Vitamin C stops viral replication and inflammatory response. It is also a powerful anti-oxidant and helps modulate the immune system.
Among the foods richest in vitamin C are guavas, kiwifruit, bell peppers, strawberries, and oranges, My Food Data reports. Other vitamin C foods include chili peppers, thyme, kale, lemon, and broccoli, according to Healtline.
Vitamin D
Although not a food, vitamin D, that is, being out in the sun, is one of the main supporters of immune health and long life, Dr Shiva says, adding that it is also an anti-microbial and a hormone and is also “phenomenal for your body.”
Gut Bacteria and the Microbiome
Not all bacteria are bad. In fact, the microbiome in the gut is an important part of the body’s immune system health, as it is part of what extracts the nutrients from the food we eat.

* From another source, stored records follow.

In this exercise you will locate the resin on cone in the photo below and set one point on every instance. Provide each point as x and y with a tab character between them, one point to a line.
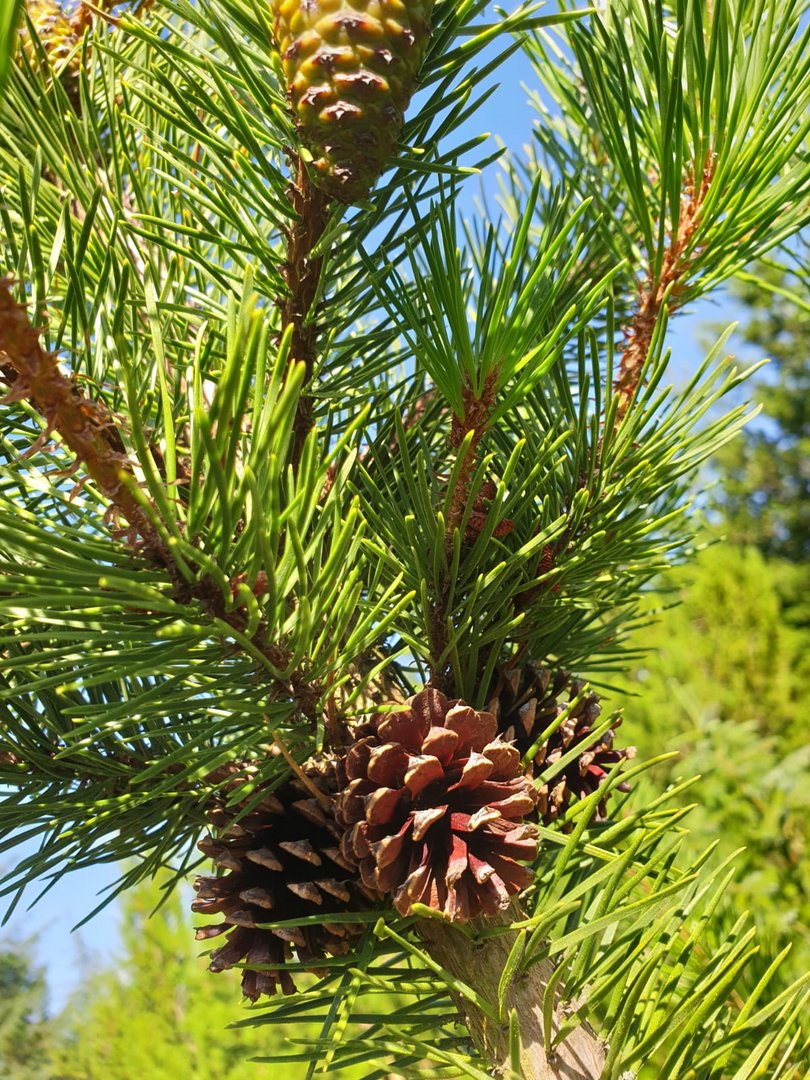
279	862
433	802
526	701
351	67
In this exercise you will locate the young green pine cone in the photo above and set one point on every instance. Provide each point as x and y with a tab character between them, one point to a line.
54	29
351	66
433	804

Another major supporter of long life in many traditional cultures was that they all drank some type of local fermented drink, such as wine or rice wine. “In Indian culture, we used to let old rice water [ferment]; we drank it the next day. It supports the gut bacteria, the microbiome,” Dr Shiva shared.
Eating fermented food such as yogurt, sauerkraut, and kimchi is also beneficial for digestion health, according to Science Focus, as are high-fiber foods such as onions, garlic, and beans.
Herbs and Spice
In traditional culture, for thousands of years, medicinal herbs were fully integrated into the diets in India and in other cultures. Mothers would pass down a set of spices to their daughters when they got married and went to live with their husbands, Dr Shiva explains.

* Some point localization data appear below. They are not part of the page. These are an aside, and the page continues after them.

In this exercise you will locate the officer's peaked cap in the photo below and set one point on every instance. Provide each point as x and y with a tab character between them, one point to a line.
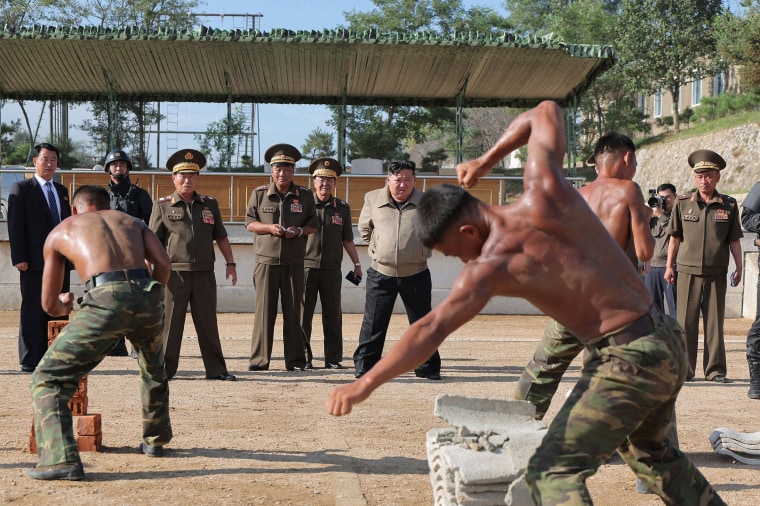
703	160
186	160
325	167
282	153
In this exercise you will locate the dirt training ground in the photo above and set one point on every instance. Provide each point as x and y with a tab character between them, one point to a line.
266	439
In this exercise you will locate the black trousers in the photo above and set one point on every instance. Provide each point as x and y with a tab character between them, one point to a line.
753	336
32	329
382	290
662	291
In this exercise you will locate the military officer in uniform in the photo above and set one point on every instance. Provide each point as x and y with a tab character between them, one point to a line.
281	214
188	223
324	254
704	227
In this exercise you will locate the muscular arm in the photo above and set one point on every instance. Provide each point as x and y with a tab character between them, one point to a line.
365	221
471	291
670	264
53	302
543	130
643	241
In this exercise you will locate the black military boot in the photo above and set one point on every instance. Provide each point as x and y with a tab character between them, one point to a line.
754	379
119	349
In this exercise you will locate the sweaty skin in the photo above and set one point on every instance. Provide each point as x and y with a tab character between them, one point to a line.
96	242
548	247
619	203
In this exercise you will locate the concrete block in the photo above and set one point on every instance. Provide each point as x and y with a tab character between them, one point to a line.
479	414
88	425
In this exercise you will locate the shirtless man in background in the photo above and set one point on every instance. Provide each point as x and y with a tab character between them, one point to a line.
619	203
550	248
110	251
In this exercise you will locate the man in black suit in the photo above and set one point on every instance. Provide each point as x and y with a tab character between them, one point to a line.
35	206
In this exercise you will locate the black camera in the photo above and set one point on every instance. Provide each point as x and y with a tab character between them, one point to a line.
656	201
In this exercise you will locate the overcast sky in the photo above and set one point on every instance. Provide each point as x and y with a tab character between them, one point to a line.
276	123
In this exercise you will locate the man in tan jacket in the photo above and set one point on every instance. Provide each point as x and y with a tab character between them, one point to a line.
399	266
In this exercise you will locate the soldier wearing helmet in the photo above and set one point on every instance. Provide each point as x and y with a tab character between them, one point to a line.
128	198
125	196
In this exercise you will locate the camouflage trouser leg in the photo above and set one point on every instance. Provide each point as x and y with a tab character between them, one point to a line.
540	379
624	400
134	309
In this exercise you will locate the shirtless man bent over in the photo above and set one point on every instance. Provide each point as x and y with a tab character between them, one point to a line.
110	250
551	249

Those spices included cloves, cardamom, turmeric, anis, and asafetida. Turmeric, it turns out, helped prevent liver cancer. “Indians got one third liver cancer than Chinese,” Dr Shiva said. “And the epidemiological results showed it was because of the high consumption of turmeric … and there’s about 6,000 papers written on it.” Additionally, cloves are an “amazing antimicrobial,” he added.

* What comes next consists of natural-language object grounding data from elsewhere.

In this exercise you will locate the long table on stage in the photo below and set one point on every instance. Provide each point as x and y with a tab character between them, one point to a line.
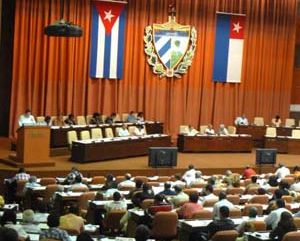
58	135
283	144
206	143
114	148
258	132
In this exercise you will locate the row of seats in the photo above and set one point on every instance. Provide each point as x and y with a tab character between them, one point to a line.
96	133
85	120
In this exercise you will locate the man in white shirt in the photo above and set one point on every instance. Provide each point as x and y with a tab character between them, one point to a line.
223	131
222	202
123	131
282	171
127	182
26	119
209	130
241	120
274	217
190	175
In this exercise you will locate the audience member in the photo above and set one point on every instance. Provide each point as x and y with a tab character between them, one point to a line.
273	218
188	209
222	202
248	172
72	221
285	225
282	171
54	232
26	119
167	190
180	197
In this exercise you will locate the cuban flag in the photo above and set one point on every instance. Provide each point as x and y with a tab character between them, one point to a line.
229	45
108	31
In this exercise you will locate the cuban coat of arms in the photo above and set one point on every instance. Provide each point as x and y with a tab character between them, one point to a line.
170	47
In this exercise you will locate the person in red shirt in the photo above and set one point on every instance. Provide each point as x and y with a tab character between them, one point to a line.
188	209
248	172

Chai tea is also a delicious way of consuming many of these herbs, as well as cinnamon and ginger.
Eliminate Sugar and Toxic Residues
It is just as important to cut out unhealthy foods as it is to consume those that are beneficial.
Reducing sugar is something we can all do to promote immune health, as there is a sugar overabundance in places like the United States, which harms the immune system. “We give people loads of sugar, and that sugar creates candida,” Dr Shiva explains, “and that fungus essentially creates gliotoxins, which shut down one of your cylinders of the immune system, your macrophages and your T-cells.”
Additionally, non-organic foods such as wheat, beans, honey, tea, and other produce are often sprayed with glyphosate (a chemical found in Roundup) as a drying agent, which does not wash off. This can lead to bad gut bacteria and fungal infection, which in turn can cause inflammation in the brain, behavioral problems, and severe symptoms of autism, according to Zen Honeycutt from Moms Across America Publishing.
Deep Social Connections
Although not food related, friendship and social connections are the number one reason why people lived long lives in many traditional cultures. Having deep social connections, deep fellowship, and deep community were essential to immune health. Conversely, social isolation, Dr Shiva says, “results in detriment that’s worse than high blood pressure, worse than smoking worse than obesity.”
“Those social connections boost antiviral activity; when you have friendship, when you feel safe, you lower inflammatory response. And this has been shown over and over again and multiple Western science landmark studies,” he adds.